Another selection analysis has just been accepted for publication in Evolution Letters! This work was in collaboration with Dustin Marshall, Matt Hall, and Craig White at Monash University.
Metabolic rate, or the rate at which organisms uptake, transform, and expend energy varies substantially across individuals of the same species, even after accounting for differences in body size and temperature. What drives this variation? Metabolic rates set the pace-of-life – higher metabolic rates are linked to faster growth, earlier onset of reproduction, and shorter lifespan, while low metabolic rates are associated with a slow pace-of-life (slow growth, late onset of reproduction and long lifespan).
Variation in metabolic rates are likely to have fitness consequences, and be under strong selection. Evolutionary theory predicts that over time, selection should deplete variation in traits, yet variation in metabolic rates is ubiquitous. Variable selection regimes may maintain trait variation, by selecting for different metabolic rates across different environments, where a high or low pace-of-life is advantageous. While this theory is well established, field estimates of selection on metabolism across environments are historically rare.
To investigate the role of environmental variation in maintaining trait variation, we measured the metabolic rates of individual marine bryozoans, experimentally manipulated their competitive environment, and monitored their survival, reproduction, and pace-of-life in the subtidal.

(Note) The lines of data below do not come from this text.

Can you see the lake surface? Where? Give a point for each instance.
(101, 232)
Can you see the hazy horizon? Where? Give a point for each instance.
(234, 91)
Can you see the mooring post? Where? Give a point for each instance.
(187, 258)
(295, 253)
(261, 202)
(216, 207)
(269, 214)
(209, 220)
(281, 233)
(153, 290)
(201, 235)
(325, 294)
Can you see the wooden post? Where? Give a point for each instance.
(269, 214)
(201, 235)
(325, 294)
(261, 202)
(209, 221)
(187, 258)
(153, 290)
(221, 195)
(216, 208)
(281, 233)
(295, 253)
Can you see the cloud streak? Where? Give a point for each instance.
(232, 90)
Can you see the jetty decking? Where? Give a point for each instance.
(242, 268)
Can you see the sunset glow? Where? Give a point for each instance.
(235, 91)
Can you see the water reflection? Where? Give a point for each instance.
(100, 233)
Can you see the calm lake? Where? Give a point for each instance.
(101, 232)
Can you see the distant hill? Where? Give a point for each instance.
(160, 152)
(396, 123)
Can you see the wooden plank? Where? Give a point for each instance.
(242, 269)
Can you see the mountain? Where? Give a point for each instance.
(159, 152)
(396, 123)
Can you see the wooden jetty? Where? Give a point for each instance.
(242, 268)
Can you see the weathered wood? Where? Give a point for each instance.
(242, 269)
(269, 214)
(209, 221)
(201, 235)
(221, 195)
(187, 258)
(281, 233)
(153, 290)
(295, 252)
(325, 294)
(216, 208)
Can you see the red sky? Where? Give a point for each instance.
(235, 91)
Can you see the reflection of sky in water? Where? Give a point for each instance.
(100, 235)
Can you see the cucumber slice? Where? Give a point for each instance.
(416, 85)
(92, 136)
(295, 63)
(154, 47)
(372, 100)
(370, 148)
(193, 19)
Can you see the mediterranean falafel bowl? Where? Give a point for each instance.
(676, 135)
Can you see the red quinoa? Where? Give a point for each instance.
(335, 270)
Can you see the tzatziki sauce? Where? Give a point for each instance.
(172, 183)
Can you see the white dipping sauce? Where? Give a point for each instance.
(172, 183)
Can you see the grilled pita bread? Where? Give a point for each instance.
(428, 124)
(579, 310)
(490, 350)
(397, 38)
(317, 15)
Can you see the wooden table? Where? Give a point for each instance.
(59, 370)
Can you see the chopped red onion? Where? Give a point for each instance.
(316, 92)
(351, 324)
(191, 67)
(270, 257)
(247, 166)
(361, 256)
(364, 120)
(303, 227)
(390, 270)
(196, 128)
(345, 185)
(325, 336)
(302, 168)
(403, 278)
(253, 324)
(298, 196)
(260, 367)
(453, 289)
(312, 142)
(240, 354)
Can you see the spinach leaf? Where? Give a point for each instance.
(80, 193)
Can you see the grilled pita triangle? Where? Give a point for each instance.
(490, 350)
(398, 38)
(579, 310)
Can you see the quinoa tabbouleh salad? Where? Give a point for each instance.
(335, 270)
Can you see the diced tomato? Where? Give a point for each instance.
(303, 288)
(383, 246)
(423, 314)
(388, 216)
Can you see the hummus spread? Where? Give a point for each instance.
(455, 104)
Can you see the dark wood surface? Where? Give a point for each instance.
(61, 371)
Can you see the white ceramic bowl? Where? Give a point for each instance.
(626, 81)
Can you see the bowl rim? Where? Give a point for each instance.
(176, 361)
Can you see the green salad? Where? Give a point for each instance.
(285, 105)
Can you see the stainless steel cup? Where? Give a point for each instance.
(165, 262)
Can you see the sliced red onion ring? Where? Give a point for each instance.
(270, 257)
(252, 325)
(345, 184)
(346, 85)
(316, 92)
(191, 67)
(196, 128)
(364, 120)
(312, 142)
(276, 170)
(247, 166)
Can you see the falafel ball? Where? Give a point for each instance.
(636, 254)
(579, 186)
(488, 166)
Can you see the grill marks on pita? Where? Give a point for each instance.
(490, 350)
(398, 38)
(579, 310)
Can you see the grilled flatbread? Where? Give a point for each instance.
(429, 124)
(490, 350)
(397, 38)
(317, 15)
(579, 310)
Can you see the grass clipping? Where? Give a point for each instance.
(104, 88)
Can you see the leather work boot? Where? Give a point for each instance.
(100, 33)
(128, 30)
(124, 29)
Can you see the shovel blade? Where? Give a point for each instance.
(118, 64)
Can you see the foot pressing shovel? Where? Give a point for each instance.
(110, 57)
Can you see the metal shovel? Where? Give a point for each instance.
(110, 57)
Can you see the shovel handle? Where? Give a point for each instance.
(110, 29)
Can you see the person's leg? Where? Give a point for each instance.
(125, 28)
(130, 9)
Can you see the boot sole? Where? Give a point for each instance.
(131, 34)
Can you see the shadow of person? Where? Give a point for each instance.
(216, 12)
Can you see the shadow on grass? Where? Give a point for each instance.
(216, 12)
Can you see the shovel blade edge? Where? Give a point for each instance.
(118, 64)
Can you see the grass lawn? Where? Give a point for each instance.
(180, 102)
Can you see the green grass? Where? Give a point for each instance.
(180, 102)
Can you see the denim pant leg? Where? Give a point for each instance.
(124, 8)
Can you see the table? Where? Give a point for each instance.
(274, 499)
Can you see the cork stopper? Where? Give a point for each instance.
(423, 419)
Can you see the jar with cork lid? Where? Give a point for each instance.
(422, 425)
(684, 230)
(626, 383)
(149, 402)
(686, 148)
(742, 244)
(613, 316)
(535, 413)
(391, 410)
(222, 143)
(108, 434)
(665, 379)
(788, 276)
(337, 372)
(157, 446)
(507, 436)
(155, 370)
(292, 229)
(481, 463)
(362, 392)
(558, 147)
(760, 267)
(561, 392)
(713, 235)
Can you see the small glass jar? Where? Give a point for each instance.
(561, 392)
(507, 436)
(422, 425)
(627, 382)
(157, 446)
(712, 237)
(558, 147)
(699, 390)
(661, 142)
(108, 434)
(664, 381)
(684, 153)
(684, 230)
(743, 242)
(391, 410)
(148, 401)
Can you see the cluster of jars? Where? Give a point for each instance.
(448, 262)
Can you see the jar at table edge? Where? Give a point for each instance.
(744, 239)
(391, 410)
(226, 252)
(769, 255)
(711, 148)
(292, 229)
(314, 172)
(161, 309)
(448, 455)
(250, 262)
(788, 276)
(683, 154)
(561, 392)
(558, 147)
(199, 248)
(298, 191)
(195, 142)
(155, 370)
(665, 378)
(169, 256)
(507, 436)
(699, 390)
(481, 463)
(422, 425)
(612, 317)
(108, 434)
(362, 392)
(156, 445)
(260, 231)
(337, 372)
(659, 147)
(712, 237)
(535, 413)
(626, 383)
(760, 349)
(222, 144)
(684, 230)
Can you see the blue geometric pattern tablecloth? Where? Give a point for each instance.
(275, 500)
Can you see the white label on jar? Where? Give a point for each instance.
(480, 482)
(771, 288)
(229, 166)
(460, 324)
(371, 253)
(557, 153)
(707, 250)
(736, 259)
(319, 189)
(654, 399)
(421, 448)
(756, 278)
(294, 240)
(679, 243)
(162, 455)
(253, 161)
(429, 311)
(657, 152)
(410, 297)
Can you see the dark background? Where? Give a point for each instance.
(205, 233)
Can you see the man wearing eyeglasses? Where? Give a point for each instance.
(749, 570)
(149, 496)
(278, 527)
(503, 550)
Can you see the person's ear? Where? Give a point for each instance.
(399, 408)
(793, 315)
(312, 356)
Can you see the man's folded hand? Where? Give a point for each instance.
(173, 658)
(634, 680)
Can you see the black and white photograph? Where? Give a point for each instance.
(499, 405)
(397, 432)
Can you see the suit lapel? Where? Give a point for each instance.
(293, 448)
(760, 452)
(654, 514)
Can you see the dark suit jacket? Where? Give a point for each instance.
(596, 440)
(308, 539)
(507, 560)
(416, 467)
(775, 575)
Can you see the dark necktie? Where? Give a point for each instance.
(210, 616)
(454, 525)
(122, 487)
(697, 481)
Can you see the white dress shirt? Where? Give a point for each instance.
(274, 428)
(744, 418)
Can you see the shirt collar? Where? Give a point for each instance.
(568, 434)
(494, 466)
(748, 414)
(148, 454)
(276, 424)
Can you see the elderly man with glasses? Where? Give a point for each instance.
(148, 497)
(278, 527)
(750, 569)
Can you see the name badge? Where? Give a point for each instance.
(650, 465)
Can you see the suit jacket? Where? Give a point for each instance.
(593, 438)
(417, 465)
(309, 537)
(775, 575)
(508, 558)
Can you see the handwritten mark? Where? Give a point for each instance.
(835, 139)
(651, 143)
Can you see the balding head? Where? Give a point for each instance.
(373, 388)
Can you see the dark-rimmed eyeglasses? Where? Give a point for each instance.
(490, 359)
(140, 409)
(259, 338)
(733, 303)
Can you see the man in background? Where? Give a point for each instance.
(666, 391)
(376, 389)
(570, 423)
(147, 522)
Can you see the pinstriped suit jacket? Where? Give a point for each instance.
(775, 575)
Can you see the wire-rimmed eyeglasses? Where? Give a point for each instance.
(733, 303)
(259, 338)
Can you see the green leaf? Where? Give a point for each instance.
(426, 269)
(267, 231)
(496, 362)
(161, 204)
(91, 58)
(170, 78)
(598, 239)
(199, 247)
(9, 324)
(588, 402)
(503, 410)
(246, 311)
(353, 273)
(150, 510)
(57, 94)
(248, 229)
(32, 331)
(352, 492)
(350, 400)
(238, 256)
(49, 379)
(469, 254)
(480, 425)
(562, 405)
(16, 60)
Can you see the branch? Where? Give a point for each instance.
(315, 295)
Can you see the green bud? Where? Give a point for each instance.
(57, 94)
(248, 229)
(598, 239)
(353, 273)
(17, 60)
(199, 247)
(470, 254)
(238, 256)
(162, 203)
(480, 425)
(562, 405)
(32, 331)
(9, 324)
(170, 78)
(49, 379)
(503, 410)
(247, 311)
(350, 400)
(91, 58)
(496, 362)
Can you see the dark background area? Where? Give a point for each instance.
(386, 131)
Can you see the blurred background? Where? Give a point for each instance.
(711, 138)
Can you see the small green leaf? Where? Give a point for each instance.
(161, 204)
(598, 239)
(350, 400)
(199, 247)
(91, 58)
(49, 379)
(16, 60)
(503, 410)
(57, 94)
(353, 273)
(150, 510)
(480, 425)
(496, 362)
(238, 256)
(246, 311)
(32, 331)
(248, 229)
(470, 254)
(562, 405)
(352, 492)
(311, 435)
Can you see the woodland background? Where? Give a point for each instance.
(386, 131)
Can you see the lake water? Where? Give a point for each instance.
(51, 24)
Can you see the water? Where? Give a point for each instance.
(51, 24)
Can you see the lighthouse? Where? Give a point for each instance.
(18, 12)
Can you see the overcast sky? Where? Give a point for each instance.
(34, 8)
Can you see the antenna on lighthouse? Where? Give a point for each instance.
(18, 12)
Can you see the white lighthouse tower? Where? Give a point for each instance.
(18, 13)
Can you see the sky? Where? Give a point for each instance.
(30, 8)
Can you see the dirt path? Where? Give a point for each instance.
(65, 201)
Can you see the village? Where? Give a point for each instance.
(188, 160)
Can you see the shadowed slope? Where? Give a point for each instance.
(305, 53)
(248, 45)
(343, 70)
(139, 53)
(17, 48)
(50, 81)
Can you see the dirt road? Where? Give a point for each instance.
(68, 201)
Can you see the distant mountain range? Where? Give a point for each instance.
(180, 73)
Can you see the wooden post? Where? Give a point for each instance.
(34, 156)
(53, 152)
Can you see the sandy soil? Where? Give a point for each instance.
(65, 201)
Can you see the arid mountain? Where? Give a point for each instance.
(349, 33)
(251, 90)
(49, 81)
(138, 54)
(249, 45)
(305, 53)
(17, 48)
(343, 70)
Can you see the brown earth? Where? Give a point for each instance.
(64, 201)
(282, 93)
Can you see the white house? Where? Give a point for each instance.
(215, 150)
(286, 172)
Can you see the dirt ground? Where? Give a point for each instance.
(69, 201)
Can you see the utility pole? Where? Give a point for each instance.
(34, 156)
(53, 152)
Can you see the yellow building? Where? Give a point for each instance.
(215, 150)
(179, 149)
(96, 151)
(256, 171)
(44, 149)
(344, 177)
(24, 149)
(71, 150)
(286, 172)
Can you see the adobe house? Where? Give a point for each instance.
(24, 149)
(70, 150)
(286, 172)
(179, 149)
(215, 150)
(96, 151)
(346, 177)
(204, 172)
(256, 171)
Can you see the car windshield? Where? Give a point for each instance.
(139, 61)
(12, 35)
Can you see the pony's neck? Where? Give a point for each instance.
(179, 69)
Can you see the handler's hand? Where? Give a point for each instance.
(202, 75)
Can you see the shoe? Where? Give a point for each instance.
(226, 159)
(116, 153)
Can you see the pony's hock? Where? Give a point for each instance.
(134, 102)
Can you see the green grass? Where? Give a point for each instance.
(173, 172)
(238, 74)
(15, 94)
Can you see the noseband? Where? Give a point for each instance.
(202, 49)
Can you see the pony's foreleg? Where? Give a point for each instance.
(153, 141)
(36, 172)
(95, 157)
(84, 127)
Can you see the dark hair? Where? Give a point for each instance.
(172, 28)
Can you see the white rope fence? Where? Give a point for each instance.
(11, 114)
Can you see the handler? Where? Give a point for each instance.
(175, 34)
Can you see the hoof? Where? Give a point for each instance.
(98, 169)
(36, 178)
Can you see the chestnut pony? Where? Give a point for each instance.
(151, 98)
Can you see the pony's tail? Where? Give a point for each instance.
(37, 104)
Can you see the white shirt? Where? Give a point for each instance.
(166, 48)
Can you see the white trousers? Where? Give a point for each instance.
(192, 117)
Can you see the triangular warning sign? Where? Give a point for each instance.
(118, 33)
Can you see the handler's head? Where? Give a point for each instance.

We found that selection on metabolic rate varies among competition environments separated by only a few centimetres – competition selects for a faster pace-of-life, relative to competition-free environments. High-metabolism individuals are better able to withstand intense competition, however low-metabolism individuals live longer, and are likely to have higher fitness under competition-free conditions. Hence, the environment-dependent nature of selection on metabolism and the pace-of-life is likely to maintain variation in metabolic rates.